What do you want your robot to do?

- J
- JGCASEY
  
  Contact options for registered users
Vote on answer
posted
18 years ago

Wed, Apr 27, 2005 2:21 AM

I have done enough visual processing of images to have some idea what *I* can and cannot do with a video camera. We are not talking "human vision" anymore than someone using ultrasonics is talking dolphin or bat "vision".

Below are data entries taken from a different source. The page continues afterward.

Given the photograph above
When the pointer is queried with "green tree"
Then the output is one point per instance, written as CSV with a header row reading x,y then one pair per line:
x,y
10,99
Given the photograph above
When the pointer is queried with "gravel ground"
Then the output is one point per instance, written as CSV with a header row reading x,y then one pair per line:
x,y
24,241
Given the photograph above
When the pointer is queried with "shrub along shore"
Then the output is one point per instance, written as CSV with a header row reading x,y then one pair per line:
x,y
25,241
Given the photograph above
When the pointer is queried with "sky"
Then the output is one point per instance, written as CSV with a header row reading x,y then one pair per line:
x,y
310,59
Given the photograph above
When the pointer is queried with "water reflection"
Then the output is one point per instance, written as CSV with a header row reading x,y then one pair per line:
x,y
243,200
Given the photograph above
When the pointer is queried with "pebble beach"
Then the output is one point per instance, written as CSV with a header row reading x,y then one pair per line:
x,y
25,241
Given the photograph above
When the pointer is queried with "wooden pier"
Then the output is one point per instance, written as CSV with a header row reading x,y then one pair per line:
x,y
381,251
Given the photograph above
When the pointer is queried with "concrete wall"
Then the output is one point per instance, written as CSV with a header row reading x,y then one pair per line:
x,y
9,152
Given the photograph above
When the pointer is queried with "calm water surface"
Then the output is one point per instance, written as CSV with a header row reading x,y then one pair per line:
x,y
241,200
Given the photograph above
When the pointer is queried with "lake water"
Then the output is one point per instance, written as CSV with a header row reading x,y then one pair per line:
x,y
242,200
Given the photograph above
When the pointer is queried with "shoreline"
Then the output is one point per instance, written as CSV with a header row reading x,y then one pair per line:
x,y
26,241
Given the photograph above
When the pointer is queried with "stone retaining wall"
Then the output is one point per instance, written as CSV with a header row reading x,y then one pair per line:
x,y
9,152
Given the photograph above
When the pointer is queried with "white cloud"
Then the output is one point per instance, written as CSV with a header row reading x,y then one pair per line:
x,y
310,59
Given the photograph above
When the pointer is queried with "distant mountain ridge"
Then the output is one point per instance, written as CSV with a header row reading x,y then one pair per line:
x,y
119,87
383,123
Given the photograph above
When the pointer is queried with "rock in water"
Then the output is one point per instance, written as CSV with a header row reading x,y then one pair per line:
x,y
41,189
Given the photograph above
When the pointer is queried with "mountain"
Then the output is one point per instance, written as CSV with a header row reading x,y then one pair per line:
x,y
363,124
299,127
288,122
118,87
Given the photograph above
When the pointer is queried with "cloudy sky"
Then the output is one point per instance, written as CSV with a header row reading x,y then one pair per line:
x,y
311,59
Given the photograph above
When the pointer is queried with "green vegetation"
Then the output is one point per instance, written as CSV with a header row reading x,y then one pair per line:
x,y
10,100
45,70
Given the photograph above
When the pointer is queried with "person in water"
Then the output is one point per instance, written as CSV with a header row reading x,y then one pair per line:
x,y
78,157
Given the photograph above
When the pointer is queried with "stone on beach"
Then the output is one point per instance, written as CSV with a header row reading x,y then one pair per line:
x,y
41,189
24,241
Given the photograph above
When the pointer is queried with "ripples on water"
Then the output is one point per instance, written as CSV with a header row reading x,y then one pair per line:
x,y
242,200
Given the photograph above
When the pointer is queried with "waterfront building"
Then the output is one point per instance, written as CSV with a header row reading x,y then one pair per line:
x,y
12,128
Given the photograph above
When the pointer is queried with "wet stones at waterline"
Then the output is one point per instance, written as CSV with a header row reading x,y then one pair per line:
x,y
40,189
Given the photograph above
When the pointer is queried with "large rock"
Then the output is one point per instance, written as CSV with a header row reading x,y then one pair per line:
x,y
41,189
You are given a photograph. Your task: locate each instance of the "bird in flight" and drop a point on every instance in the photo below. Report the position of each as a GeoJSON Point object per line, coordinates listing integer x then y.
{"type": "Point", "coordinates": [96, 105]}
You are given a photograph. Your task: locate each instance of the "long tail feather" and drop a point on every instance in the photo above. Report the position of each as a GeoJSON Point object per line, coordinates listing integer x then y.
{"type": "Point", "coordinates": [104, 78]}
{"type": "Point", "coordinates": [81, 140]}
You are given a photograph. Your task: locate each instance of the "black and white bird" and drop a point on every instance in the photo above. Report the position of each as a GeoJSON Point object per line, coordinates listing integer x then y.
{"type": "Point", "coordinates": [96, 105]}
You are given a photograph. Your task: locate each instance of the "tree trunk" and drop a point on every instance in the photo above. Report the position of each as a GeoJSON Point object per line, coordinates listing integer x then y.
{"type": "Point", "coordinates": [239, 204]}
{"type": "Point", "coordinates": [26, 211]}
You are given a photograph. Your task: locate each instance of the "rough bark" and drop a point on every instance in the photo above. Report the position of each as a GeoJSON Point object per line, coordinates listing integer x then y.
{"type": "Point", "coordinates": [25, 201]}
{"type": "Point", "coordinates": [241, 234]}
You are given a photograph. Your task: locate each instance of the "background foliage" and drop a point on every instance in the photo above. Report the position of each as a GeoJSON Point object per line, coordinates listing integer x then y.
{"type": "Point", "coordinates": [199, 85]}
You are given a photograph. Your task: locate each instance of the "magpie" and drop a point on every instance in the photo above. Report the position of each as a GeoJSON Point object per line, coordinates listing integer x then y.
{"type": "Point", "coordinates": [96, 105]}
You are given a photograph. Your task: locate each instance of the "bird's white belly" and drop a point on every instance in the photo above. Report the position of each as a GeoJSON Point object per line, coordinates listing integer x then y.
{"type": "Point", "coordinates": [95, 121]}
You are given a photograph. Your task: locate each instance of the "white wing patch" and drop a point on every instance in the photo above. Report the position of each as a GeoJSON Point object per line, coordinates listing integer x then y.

The only problem I have had, mainly because I am not a professional programmer, is getting the code to grab images from a video camera fast enough to be useful for a robot operating in real time.

[...]

Computer vision is also being used to read car number plates and road signs. Something that might be useful for a robot?

-- John

- B
- Brian Dean
  
  Contact options for registered users
Vote on answer
posted
18 years ago

Wed, Apr 27, 2005 2:23 AM

I'm not so sure about this - don't underestimate the processing required to analyze the the sense of touch. Touch can determine a huge amount of information about the environment including temperature, surface type, texture, complex shapes, etc. Just think about what it means to come to the conclusion that a surface is rough or smooth, #60 grit vs #220 grit vs paper smooth vs brushed metal vs polished. Our hands can sense all of these with very good accuracy. That's just texture, and only a highly limited sample. Think about holding a handful of sand, marbles, etc. The amount sensory input from skin, and the processing to analyze it, is quite large.

A fairly deep "understanding" of the surface can be determined as well

- texture is a big factor, but also there is the amount of thermal conductivity and density which are taken into account as well. We can easily differentiate a steel ball bearing from a wooden ball not only by weight, but because the steel draws heat from our skin which we can feel because the object feels cold.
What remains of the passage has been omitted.